|Gerard Emanuel on Market and East St. Christiansted, reminiscing about his boyhood in town.|
Gerard is a retired history teacher and a social sciences professor who has long ties to St. Croix, but especially Christiansted. Like many of the people I interviewed he talks about walking the town and in his case carrying messages for his mother. Reminding us once again of a time without cell phones, without landlines, a time where face-to-face interactions were the basis of communication. A time where like today, when you passed someone on the street you greeted them, "Good morning" or "Good Afternoon", and stopped briefly to exchange pleasantries and inquire about the well-being of mothers, grandmothers or children.
|Gerard's family member's house on East St.|
Gerard also relayed some fascinating interpretations of how he felt culture operated as a form of social control. He commented on how jumbie stories worked as ways to keep children off of the streets, how discipline was often accompanied with proverbs that were not explained, but that you had to figure out the meaning to and how even the architecture of the buildings, like the jalousie windows, allowed one to observe the street and its "goingon" without the person on the street knowing they were being watched.

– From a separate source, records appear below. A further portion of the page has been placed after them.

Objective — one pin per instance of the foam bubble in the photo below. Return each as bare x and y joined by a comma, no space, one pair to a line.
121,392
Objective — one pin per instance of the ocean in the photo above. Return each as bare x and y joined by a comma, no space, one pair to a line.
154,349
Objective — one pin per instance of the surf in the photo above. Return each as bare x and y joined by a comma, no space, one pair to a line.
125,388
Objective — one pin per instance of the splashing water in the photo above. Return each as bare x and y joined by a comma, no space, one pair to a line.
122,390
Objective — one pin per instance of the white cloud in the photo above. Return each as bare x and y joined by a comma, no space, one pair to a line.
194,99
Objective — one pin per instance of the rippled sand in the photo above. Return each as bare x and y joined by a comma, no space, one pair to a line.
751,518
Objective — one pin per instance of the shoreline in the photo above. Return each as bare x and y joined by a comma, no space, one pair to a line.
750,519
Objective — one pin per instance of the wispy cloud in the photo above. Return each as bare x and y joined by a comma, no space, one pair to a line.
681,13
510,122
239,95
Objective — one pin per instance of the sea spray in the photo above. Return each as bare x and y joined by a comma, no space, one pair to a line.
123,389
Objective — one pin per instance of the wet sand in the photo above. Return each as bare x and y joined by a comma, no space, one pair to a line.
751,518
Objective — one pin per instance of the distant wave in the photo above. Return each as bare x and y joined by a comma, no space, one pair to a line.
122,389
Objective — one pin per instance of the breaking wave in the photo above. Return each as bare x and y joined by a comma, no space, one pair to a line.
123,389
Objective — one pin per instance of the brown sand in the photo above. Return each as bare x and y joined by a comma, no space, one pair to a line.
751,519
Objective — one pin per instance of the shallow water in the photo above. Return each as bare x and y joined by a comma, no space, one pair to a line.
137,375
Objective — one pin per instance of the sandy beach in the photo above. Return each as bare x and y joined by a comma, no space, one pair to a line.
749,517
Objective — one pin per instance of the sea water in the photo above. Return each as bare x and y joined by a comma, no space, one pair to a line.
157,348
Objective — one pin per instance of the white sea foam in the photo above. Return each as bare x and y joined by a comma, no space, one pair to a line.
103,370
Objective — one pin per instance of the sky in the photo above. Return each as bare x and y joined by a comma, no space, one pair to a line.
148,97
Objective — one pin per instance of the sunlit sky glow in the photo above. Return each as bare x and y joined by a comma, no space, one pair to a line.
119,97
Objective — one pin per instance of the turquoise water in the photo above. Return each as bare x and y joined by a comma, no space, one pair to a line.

|Jalousie window on home on East St, Christiansted|
We also talked about the tension between celebrating and preserving a historic town, but still allowing for each generation to make its mark. He questioned the validity in wanting our town to only look the way it did in the 1800's especially considering that it represents a time where so many of the people were living under duress. He yearns for this generation to be also given the opportunity to use their imagination in fashioning our town. I hope that this work can open or inspire a path to making this happen, even if what this generation imagines is preservation.